Traditionally, the RBZ has at times supported Government expenditure through direct financing, a process widely referred to as “printing money.”
With the Government’s firm stance against such borrowing, the central bank is now better positioned to ensure that all ZiG in circulation is fully backed by reserves.
This, said the apex bank, strengthens its ability to defend the currency against potential economic shocks and reinforces policy credibility.
Backing this stability is a growing stock of foreign currency reserves, which now stand at US$1.2 billion, equivalent to 1.5 months of import cover. Part of these reserves is held in physical gold, providing an additional buffer against external volatility.

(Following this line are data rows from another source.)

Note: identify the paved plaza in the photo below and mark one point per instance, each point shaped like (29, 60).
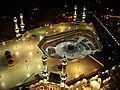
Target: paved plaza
(28, 62)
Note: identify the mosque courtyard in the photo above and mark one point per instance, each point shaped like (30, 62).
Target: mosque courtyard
(28, 63)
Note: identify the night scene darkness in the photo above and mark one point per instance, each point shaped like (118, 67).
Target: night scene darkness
(60, 45)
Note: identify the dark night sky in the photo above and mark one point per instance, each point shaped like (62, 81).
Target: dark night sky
(15, 5)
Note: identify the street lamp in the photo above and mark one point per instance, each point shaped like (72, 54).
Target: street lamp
(63, 75)
(44, 72)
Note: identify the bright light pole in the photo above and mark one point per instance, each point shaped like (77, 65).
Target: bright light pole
(45, 70)
(63, 75)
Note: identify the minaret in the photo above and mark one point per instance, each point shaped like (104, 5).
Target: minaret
(75, 13)
(22, 25)
(84, 15)
(16, 27)
(63, 75)
(45, 70)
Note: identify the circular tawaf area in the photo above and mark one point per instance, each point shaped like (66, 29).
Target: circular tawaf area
(69, 49)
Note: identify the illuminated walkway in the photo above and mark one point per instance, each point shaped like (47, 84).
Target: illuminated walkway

Analysts note that a reserve-backed currency is less vulnerable to destabilising shocks, as the central bank has the capacity to intervene in the market when necessary. With stronger reserves, the RBZ is better placed to meet foreign currency demands for essential imports such as medicines, raw materials and industrial machinery — key inputs for economic growth.
As reserve levels rise and inflation remains subdued, confidence in the ZiG continues to improve. For consumers and businesses alike, the protection of the currency’s value signals a period of sustained stability, offering a foundation for economic recovery and long-term growth.